Ken Caminiti, who died of a cocaine and heroin overdose, admitted to using steroids during his 1996 MVP season. Alex Rodriguez, who received 34.3% of the vote in his first attempt at the Hall, stated that he used PEDs from 2001-03, which also produced an MVP year. Mark McGwire famously revealed that he used steroids for stretches in his career, including a year in which he hit a then-record (now number-two all-time) 70 home runs in a season.
Just recently the Houston Astros were found to have been stealing signs as they cheated their way through the 2017 and ‘18 seasons, winning the World Series in the former— punishments were levied against the club, but their title was allowed to stand.

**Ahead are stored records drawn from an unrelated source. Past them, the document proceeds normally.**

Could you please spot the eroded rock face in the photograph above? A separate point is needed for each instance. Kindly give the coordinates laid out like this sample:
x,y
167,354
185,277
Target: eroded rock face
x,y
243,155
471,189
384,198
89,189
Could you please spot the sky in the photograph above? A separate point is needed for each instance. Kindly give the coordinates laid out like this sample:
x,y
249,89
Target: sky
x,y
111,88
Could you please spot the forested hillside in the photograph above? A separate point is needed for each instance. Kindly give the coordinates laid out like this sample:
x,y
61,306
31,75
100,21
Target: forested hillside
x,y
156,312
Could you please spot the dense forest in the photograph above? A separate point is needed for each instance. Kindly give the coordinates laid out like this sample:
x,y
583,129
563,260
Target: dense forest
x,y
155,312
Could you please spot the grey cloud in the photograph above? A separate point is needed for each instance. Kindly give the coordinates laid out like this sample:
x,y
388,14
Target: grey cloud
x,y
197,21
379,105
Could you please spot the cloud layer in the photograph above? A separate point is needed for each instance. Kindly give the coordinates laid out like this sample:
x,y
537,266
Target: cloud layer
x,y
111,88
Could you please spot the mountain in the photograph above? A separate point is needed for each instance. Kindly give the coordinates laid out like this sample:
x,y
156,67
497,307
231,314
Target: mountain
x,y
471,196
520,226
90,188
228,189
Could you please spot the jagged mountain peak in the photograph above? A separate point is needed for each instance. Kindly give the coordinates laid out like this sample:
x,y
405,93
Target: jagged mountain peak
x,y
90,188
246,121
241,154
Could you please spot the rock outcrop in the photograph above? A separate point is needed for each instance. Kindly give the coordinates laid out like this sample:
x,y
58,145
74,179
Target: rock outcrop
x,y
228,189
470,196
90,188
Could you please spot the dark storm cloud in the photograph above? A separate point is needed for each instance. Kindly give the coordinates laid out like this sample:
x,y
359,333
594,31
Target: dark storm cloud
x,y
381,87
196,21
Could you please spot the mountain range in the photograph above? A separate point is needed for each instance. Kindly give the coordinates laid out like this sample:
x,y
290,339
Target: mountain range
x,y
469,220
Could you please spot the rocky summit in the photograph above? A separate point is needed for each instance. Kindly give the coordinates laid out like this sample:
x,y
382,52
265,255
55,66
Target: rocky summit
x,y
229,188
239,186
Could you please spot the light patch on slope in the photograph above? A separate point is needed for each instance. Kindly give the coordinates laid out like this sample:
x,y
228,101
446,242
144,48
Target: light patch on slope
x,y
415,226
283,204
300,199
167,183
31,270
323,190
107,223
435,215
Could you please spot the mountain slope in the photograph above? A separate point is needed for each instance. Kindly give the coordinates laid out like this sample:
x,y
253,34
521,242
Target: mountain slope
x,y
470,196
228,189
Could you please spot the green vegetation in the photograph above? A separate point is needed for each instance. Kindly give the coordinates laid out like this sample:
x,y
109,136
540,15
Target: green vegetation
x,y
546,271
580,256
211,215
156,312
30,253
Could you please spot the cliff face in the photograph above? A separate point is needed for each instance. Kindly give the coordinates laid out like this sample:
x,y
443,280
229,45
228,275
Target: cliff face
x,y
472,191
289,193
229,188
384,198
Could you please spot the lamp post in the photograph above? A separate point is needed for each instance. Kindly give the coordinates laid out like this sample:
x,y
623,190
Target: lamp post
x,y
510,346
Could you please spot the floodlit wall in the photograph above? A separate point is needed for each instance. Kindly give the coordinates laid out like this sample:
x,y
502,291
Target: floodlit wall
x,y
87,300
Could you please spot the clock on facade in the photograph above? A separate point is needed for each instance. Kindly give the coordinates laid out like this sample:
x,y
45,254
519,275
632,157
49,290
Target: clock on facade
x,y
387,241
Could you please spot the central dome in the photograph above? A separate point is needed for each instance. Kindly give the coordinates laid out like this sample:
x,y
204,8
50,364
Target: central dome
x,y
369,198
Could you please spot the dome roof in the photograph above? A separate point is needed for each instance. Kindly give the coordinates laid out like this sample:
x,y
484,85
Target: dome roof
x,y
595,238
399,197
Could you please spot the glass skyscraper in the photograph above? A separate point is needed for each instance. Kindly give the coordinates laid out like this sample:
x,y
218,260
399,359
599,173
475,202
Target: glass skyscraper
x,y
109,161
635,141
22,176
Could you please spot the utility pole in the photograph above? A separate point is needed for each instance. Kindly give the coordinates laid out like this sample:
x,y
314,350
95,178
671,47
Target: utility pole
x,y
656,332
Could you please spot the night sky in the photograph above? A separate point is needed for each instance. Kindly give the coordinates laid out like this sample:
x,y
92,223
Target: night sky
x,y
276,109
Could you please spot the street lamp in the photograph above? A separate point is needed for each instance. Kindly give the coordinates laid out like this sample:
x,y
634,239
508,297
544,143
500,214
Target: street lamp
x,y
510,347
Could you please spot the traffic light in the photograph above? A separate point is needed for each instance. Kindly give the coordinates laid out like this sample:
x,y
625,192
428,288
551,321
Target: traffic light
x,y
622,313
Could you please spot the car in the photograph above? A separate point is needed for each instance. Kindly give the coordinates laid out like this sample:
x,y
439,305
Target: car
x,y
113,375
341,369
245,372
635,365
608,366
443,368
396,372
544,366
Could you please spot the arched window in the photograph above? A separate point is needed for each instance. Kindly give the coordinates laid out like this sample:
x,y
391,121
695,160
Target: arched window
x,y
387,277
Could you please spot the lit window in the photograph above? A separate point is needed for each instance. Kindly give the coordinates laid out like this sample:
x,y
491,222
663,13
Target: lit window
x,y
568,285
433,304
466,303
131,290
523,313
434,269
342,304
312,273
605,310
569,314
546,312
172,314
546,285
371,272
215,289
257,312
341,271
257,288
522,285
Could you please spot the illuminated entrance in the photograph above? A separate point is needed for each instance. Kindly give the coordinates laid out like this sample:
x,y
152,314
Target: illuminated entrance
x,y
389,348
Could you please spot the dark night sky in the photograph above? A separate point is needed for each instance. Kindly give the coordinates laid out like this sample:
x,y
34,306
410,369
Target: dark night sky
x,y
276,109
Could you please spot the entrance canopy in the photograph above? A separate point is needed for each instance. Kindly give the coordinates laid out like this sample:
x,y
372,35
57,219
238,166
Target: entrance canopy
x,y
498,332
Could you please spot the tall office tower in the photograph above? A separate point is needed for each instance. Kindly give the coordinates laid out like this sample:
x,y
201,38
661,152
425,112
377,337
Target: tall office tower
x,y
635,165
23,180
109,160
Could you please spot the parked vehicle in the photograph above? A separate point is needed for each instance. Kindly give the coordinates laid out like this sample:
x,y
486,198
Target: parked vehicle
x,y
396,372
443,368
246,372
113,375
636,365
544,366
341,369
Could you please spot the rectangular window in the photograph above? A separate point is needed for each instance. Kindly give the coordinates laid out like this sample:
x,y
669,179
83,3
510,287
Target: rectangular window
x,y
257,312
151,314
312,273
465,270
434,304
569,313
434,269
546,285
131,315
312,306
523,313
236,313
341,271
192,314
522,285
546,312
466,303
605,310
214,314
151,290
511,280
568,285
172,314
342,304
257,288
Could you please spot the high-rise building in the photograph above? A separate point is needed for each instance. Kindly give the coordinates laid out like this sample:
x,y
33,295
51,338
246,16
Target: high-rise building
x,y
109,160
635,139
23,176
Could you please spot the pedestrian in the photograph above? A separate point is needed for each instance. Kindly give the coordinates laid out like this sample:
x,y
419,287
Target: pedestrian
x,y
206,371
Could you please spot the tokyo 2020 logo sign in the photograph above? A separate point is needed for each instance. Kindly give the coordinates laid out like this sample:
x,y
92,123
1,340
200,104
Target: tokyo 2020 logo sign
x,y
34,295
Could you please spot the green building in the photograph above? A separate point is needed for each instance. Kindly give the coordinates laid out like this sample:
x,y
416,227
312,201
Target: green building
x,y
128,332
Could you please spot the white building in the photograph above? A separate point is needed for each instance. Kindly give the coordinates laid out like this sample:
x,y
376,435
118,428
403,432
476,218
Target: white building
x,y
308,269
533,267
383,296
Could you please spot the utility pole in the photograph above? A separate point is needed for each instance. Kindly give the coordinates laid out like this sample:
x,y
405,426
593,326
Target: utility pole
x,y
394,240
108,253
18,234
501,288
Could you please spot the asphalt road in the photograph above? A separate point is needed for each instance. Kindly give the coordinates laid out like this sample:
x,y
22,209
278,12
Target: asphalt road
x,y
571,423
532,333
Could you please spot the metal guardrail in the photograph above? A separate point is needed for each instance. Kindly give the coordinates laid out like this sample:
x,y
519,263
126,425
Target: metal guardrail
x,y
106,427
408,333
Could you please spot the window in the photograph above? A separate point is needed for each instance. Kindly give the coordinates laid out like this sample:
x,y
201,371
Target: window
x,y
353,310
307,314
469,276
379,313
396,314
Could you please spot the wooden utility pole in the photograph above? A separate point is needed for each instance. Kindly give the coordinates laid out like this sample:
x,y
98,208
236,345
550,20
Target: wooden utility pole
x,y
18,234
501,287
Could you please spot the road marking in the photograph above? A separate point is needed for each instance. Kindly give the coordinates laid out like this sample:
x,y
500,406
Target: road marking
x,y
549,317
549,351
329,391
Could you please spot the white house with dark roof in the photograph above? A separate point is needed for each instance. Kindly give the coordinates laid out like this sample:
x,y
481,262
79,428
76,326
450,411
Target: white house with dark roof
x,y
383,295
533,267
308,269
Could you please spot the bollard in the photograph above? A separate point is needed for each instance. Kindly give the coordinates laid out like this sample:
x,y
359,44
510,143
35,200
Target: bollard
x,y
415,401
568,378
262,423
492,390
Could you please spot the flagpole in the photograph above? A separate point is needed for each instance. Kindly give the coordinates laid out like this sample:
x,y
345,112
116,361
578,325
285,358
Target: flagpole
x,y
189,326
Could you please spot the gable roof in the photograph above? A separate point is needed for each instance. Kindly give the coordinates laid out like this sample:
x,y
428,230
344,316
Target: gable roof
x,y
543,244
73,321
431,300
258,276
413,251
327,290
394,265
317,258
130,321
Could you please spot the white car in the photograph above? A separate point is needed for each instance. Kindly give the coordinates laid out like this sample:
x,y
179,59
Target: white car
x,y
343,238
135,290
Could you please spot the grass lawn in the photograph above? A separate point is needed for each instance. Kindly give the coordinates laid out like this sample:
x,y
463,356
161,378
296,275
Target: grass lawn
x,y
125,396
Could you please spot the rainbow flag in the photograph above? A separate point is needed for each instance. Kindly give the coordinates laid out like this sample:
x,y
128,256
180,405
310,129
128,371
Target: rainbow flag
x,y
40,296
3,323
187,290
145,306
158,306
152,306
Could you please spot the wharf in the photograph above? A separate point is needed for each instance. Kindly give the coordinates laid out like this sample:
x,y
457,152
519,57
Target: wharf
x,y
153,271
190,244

So, baseball legacy can be composed of criminals, assailants, racists, and cheaters, but a player with a Hall of Fame-worthy career before his eventual steroid usage began does not belong. Bonds had no notable character issues, but his form of cheating was not acceptable; others are, though.
What the Baseball Hall of Fame has is a clear case of unmet hypocrisy and blatant disregard for the integrity of the sport. There is no NFL without Tom Brady; there is no NBA without Michael Jordan; there is no soccer without Leo Messi; there is no boxing without Muhammad Ali; there is no golf without Tiger Woods; there is no baseball without Barry Bonds.
The fact that Barry Bonds will never make the Hall of Fame is the biggest crime in the sport’s history. And there is no fix.